I, on the other hand, as a Generation X’er, am supposed to be a cynic toward all things held dear by the baby boomers. At least, that’s what a compilation of articles on Wikipedia said. We grew up in the decade following the Cold War and came of age during a recession that affected the job market in the early 1990s. According to a Time magazine article from the late 1980s, “They possess only a hazy sense of their own identity but a monumental preoccupation with all the problems the preceding generation will leave for them to fix. … While the baby boomers had a placid childhood in the 1950s, which helped inspire them to start their revolution, (Generation X) grew up in a time of drugs, divorce and economic strain. They feel influenced and changed by the social problems they see as their inheritance: racial strife, homelessness, AIDS, fractured families and federal deficits.”

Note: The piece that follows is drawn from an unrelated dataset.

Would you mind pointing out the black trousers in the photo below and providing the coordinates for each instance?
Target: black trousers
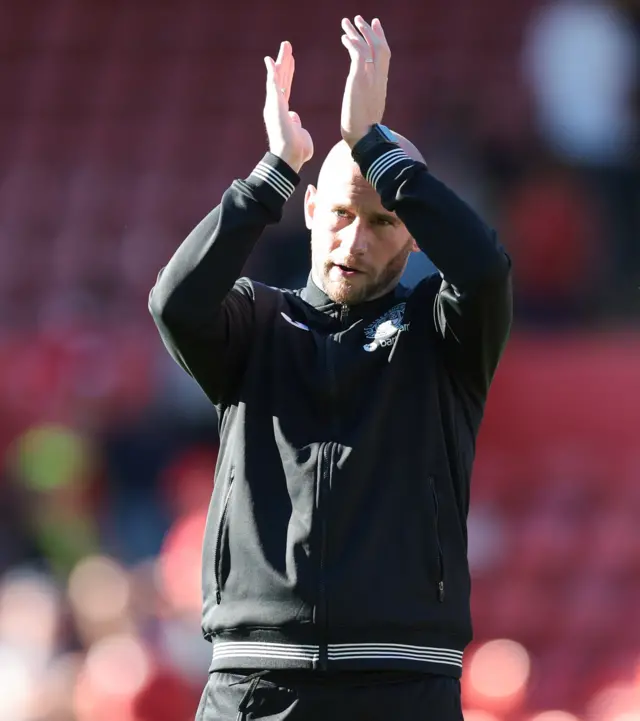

We defy definition, hence the label “Generation X.” The most common word used to describe us is “cynical.” We also are self-reliant, media-savvy and individualistic, valuing freedom, responsibility and realism.
Is that me? I must admit that I have a strong bend toward cynicism. It is usually my first reaction to any institution, statement or new idea unless it is coming from someone or something I know well enough to have quieted the cynic within me. I’m definitely self-reliant and realistic, but I don’t know how individualistic I am. I suppose that’s for others to decide. As for feeling influenced by the social problems I “see as my inheritance,” I remember feeling burdened by a seemingly screwed-up world when I was younger, but the older I get, the more I learn to obsess only over the things I can control — which isn’t much.
All in all, I don’t mind being part of the generation that defies definition. I’ve never liked being pigeon-holed.
Stephanie Hornback is news/photo editor at The Kentucky Standard and a former graphic artist at The LaRue County Herald News.